Comparative Molecular Dynamics Study of the Roles of Anion-Cation and Cation-Cation Correlation in Cation Diffusion in Li2B12H12 and LiCB11H12

Complex hydrides are potential candidates for the solid electrolyte of all-solid-state batteries owing to their high ionic conductivities in which icosahedral anion reorientational motion plays an essential role in high cation diffusion. Herein, we report molecular dynamics (MD) simulations based on a refined force field and first-principles calculations of the two complex hydride systems Li2B12H12 and LiCB11H12 to investigate their structures, order-disorder phase-transition behavior, anion reorientational motion, and cation conductivities.
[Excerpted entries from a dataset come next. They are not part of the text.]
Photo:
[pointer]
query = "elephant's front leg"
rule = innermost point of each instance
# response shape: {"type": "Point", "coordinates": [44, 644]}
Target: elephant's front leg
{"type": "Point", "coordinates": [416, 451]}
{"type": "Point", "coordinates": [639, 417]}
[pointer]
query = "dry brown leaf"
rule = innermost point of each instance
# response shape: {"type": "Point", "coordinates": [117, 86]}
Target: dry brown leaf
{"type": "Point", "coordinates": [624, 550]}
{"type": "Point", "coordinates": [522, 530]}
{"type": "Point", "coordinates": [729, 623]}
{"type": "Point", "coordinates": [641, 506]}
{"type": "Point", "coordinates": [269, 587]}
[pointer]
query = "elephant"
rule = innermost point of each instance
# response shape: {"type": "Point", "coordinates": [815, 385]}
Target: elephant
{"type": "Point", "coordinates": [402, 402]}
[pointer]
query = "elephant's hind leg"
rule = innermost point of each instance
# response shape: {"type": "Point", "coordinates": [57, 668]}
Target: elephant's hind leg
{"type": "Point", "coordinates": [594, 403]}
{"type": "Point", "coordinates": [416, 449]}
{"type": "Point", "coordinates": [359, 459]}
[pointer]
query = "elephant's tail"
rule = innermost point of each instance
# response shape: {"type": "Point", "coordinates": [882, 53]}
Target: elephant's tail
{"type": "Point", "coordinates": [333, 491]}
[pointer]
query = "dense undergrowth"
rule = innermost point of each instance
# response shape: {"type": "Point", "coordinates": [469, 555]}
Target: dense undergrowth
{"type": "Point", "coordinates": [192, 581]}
For both systems, force-field-based MD successfully reproduced the structural and dynamical behavior reported in experiments. Remarkably, it showed an entropy-driven order-disorder phase transition associated with high anion reorientational motion. Furthermore, we obtained comparative insights into the cation around the anion, cation site occupancy in the interstitial space provided by anions, cation diffusion route, role of cation vacancies, anion reorientation, and effect of cation-cation correlation on cation diffusion. We also determined the factors responsible for lowering phase transition temperature. These findings are of fundamental importance in fast ion-conducting solids to diminish the transition temperature for practical applications.

Automated summary

Complex hydrides show high ionic conductivities and are suitable for solid electrolytes in all-solid-state batteries. Research indicates that the reorientational motion of anions plays a crucial role in high cation diffusion, and an entropy-driven order-disorder phase transition is closely related to anion reorientation.